After they finished I went next door (that's ridiculous when you think about it. I caught myself a few times last night thinking I saw Sic Alps a week ago....or the Fresh and Onlys was another life...not literally an hour ago) and made it in time for the end of Woods' set. I hugely respect what Jeremy has done for his band, the label, and then to take this secondary slot on their own showcase night? Just an all around nice, hardworking guy...they really deserve the attention they're getting for the label and hell ...people seem to like Woods on top of it. I'm not that familiar with their catalog but they seemed to be extending their tracks, teasing them out for the crowd. G. Lucas Crane looks pained, bent over the sea of electronics always in dead front, I think he was burning incense or else the faders and knobs were just in a constant state of near meltdown. It's hard to tell exactly what sounds are created but it definitely adds to the psychedelic haze that the tracks devolve into. It's would seem counter intuitive to add this to the jam pit vibe but then the vocalizations he's creating are just what the otherwise guitar driven songs need. It's done in an organic way, maybe because it's so hands on....it's that delicate high falsetto against this swirling menace that's Woods' trademark.
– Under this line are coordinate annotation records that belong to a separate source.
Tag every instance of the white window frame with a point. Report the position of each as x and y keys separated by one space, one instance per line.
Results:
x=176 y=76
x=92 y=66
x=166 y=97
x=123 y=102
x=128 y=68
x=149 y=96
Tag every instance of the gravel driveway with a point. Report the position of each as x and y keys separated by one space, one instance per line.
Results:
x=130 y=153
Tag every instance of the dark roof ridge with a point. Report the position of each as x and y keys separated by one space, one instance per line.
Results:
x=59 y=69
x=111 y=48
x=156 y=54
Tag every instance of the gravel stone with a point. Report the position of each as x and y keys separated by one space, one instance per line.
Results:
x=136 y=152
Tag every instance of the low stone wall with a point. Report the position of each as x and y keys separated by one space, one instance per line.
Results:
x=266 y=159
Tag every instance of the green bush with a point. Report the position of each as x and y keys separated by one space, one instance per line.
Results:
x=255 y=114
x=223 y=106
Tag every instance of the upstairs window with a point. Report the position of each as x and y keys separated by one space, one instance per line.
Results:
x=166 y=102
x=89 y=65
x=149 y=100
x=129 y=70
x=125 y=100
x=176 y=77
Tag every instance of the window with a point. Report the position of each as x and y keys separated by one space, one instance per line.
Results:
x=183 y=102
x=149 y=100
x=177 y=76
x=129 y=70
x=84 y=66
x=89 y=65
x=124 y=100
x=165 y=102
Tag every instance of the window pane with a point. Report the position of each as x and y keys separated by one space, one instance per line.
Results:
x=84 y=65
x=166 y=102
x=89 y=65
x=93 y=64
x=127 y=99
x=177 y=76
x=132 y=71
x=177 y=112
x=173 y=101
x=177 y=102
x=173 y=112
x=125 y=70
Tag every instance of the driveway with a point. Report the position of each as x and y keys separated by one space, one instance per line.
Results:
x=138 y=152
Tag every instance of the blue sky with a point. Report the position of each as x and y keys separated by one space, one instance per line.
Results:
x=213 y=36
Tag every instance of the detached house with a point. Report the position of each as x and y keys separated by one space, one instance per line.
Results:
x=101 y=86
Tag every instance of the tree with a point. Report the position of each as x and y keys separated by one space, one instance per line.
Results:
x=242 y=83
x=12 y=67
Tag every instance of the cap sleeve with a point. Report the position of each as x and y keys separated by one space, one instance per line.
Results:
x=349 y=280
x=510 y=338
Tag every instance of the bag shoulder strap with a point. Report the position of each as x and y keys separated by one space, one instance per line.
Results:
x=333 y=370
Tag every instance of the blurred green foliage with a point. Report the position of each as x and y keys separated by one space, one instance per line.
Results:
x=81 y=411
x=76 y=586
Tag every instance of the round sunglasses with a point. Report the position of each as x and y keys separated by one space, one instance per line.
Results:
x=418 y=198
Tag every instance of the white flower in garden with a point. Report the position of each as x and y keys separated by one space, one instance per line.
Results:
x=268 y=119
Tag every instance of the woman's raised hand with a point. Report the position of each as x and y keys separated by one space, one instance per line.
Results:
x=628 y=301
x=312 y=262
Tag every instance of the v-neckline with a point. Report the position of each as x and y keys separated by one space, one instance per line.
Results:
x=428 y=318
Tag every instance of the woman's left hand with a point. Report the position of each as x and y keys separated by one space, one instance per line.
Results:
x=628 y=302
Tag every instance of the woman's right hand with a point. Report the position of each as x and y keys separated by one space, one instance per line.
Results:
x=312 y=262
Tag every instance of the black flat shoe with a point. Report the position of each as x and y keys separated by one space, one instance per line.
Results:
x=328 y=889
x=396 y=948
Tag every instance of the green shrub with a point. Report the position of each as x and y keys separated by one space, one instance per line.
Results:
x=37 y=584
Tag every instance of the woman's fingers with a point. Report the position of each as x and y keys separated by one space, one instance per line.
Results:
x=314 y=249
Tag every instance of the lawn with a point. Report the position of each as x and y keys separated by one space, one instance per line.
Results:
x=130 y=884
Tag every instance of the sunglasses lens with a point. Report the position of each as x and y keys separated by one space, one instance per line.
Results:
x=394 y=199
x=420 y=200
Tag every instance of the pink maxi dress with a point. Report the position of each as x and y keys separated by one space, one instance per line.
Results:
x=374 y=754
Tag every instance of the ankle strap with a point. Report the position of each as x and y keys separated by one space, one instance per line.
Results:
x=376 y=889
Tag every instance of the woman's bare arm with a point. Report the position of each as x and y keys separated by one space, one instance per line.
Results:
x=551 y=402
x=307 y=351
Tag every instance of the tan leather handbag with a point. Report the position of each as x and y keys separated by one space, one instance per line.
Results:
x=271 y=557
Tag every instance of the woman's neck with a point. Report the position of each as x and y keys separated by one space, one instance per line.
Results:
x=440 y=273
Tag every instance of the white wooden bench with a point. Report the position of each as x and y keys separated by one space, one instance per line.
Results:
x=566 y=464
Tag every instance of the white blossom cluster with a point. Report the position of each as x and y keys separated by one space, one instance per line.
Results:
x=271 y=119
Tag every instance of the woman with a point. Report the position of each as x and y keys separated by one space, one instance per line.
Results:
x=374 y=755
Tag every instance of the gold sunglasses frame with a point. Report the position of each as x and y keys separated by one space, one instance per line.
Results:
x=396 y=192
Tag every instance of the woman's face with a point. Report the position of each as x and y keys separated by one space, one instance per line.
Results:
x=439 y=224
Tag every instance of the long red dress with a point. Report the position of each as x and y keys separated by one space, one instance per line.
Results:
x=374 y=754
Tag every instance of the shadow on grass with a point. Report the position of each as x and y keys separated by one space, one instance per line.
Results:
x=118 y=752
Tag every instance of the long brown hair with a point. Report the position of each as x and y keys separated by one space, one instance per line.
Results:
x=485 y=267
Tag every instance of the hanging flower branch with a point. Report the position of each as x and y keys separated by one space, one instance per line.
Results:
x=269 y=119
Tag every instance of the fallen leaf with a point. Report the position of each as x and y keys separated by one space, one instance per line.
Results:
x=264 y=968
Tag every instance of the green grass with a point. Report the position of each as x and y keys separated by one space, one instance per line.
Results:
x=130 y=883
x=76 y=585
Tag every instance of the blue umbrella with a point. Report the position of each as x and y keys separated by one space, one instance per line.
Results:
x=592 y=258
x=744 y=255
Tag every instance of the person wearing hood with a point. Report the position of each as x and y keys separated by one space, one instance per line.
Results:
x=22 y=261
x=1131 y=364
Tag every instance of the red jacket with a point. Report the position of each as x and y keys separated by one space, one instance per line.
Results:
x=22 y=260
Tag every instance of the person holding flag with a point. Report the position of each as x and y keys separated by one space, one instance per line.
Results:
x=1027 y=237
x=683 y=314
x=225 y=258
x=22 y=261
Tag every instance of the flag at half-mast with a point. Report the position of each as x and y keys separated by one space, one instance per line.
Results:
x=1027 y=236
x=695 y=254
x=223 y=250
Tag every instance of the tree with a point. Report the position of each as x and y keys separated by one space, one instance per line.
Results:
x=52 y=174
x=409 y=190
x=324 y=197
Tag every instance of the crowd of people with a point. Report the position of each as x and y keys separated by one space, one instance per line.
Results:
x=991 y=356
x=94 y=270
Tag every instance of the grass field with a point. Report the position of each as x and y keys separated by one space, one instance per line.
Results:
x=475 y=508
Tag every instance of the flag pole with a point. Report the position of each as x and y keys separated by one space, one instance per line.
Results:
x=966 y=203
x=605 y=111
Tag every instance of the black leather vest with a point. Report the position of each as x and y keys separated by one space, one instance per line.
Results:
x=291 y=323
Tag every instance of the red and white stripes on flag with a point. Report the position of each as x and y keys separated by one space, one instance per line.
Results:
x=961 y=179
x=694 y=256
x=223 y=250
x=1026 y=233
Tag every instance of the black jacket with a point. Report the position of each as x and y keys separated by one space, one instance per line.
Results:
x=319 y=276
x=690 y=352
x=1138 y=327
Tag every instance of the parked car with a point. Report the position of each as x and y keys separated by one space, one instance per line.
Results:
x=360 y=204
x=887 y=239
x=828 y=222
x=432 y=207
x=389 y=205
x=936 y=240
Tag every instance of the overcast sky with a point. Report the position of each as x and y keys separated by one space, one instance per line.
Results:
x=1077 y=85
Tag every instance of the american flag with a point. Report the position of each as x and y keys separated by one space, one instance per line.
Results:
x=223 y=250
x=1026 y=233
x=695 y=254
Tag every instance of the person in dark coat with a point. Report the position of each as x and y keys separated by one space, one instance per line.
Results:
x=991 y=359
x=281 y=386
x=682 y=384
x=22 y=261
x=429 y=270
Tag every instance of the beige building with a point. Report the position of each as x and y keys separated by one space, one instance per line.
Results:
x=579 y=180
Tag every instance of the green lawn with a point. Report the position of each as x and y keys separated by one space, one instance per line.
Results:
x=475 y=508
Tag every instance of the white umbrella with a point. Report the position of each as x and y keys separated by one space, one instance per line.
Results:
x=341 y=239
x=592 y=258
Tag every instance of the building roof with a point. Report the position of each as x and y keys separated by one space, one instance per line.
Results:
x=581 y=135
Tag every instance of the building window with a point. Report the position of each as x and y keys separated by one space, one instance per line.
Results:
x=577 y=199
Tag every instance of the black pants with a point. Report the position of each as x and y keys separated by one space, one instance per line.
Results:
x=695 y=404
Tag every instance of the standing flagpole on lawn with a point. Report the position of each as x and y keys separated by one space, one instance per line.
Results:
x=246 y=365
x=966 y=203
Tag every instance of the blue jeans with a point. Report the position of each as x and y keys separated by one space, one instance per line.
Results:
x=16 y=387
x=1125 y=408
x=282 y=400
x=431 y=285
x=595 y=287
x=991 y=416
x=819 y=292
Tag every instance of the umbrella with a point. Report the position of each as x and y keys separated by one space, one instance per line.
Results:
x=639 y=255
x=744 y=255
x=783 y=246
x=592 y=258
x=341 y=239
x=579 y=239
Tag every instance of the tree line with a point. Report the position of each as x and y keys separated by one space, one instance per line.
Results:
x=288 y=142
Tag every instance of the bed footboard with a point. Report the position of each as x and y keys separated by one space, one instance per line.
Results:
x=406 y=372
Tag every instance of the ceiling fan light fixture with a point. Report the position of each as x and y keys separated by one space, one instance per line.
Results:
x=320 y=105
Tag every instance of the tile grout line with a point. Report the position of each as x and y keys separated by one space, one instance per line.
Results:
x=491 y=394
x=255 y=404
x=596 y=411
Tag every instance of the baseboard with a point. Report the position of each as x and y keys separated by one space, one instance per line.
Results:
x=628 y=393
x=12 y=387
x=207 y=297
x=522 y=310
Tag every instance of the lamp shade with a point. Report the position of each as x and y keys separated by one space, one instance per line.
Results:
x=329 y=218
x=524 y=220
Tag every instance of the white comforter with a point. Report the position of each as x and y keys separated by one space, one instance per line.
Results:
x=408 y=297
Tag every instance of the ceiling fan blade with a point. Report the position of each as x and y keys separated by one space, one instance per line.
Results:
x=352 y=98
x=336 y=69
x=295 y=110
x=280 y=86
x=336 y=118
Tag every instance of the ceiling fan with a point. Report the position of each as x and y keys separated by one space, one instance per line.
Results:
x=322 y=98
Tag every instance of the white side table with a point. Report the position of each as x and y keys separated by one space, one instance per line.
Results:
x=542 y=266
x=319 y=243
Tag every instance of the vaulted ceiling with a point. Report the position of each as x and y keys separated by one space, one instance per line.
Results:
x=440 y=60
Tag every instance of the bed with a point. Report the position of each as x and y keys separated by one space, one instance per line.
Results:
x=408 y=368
Real Estate was up next, with the perfect kind of lazy summer odes to New Jersey. The back and forth of guitar between Matt and Martin they both have a great high tone and melody sense that comes together in layered pop. You don't see these melodies coming or that the track chorus gets even catchier. Weirdly all the vocals reference the water, rivers, streams or reservoirs, it's something I never picked up on before, you would never pick out these 4 guys to be in the same band, but it's got to be these varied references coming together that makes it work. Matt even took lead on a new track I didn't recognize. But Etienne Duguay on drums is an insane showman, twirling the sticks between hits, with a huge reach hitting the backside of the crash cymbals flailing around with impressive control of velocity. I couldn't help but think of the wedding drummer video. Back out for the encore they somehow saved their best 7" tracks for last like Fake Blues and they're getting more comfortable every time I see them and the audiences are growing. Not bad for basically their first album.